Schweser Book 4 Page 115, Question 12 (Reading 39 Risk management)

Ok So the IRP Currency forward rate formula is F=S[1+D/1+F] Rearranged it is 0 = S/(1+F) - F/(1+D) that is in the book on page 94 (Schweser book 4) and can easily be derived from the IRP formula we all know and love… So… Why is is that the answer to this question (p.120) is arranged as F/(1+D) - S/(1+F) ?

What difference does it make?

A - B = 0 is the same as B - A = 0…

If you re-arrange formulas, you can look at them from a different economic perspective. Now it says that the forward rate discounted with the domestic interest rate equals the spot rate discounted to the foreign interest rate.

idreesz Wrote: ------------------------------------------------------- > What difference does it make? It matters because the sign indicates who bears the risk, and I’m apparently getting it backward somewhere…

but does 0 (zero) have a sign? ? your equation = 0 …

Lets forget the 0 and call it Value to the long…

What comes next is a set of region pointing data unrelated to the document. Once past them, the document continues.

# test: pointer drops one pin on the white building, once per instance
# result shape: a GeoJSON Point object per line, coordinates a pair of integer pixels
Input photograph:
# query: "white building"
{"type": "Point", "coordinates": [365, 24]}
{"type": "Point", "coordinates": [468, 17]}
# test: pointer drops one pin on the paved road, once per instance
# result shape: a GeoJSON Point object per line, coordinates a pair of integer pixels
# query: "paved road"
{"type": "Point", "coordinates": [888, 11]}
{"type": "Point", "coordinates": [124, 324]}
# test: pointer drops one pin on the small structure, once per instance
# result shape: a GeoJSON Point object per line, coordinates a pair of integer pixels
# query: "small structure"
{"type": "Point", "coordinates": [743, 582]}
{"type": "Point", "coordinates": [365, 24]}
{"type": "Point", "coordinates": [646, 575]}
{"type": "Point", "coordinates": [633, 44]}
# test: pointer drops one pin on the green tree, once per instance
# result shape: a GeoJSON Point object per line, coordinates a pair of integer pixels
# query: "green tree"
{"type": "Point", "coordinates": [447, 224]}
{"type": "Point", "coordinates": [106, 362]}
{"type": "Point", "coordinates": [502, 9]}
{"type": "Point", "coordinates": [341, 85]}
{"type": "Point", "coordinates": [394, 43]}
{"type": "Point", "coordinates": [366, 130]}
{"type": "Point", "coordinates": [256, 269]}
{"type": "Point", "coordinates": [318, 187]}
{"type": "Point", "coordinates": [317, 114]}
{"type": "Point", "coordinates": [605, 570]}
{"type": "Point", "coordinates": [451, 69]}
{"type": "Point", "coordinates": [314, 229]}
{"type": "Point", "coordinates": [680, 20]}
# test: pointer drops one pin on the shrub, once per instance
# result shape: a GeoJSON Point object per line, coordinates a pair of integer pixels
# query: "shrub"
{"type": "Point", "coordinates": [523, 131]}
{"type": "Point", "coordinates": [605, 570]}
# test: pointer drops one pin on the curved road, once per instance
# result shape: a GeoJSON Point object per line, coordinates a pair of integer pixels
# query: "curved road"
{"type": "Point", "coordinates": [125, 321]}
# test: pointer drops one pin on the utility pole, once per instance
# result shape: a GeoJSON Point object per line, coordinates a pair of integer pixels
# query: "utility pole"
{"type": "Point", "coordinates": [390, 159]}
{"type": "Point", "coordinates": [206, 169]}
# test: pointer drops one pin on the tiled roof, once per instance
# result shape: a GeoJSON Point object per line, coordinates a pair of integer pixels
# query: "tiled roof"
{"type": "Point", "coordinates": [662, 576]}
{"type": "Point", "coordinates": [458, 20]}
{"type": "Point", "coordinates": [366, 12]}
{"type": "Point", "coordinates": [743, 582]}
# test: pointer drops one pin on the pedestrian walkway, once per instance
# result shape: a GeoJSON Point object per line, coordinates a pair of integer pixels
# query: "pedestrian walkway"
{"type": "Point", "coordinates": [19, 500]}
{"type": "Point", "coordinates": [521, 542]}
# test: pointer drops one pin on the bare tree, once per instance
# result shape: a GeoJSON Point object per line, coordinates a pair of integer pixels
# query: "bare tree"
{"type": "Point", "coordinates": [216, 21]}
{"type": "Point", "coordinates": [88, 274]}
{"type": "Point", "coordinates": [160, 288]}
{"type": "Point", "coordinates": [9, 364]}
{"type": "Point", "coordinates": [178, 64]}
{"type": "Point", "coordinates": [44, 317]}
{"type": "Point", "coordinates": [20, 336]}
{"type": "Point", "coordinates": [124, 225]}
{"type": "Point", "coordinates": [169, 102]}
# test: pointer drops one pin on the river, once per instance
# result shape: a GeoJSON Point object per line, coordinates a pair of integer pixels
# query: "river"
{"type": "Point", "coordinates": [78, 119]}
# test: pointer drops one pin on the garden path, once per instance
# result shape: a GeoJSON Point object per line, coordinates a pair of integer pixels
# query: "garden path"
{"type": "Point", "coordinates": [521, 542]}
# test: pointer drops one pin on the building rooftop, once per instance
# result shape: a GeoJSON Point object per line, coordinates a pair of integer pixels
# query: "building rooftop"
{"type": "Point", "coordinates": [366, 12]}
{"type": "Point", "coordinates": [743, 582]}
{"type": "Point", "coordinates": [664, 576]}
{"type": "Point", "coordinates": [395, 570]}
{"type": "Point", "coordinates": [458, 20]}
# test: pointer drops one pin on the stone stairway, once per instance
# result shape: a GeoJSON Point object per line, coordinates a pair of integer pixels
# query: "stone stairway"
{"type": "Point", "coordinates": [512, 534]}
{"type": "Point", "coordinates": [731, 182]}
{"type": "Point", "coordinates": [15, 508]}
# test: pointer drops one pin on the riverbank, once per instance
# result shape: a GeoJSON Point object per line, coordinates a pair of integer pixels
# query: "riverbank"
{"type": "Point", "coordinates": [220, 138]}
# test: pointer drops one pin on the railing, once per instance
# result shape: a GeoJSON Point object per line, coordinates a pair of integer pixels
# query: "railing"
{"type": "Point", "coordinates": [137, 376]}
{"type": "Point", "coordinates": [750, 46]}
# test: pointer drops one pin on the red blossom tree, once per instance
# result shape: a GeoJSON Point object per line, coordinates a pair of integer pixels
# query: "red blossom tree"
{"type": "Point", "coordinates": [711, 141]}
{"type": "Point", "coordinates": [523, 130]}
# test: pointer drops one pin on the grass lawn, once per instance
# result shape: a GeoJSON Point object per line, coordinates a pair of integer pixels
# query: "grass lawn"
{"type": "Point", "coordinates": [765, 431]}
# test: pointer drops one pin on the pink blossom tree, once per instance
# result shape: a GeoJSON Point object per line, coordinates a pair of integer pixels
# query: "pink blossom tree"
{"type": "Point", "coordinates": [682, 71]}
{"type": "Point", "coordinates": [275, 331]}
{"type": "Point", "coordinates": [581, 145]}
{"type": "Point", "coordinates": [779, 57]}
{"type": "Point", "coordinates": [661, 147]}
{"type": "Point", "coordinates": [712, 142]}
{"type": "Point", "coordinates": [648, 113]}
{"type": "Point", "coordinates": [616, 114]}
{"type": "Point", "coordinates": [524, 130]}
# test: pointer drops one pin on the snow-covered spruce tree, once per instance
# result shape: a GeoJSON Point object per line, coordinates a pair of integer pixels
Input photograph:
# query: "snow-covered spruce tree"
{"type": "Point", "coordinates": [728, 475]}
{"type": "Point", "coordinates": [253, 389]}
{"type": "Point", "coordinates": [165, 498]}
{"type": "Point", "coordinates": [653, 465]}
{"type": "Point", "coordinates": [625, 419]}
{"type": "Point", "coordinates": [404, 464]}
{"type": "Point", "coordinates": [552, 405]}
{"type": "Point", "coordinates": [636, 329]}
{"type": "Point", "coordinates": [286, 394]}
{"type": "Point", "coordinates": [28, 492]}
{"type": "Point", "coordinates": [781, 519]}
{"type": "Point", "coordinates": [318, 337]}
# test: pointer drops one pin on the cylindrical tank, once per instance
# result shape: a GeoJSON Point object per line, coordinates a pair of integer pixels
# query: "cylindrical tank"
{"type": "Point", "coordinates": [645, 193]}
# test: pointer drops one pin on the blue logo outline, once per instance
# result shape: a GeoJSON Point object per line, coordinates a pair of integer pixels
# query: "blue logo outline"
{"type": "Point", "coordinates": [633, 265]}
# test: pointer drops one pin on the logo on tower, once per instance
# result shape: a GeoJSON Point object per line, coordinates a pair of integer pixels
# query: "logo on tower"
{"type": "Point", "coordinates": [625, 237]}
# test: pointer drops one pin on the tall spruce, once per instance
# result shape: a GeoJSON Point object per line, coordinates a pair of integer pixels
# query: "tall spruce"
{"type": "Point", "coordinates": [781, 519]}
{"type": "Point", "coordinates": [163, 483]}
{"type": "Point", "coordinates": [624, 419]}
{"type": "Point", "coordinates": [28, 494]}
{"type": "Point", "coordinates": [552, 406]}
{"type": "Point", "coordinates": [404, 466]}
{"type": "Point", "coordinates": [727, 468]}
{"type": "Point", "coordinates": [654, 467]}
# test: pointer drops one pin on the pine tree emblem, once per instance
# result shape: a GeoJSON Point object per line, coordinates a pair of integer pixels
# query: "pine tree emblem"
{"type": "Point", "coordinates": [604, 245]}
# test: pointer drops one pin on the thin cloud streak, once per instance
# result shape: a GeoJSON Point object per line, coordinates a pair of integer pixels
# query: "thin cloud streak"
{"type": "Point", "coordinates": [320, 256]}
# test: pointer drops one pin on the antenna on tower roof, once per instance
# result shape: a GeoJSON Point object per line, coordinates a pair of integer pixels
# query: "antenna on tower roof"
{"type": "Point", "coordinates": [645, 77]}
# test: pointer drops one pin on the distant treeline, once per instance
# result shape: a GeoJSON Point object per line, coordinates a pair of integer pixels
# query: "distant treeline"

The way they teach it is to find the value/credit risk to the long position and change the sign if you want the value/credit risk to the short, as rolo550 pointed out. F/1+D - S/1+F = value to short (or -value to long), and S/1+F - F/1+D = value to the long (or -value to short). You also have to remember that this is for cases where the currency is quoted in D/F, or direct, terms. If the currency were to be quoted indirectly as F/D, you would switch what the spot and future rates are discounted by. This is probably an uncommon case, but important to remember.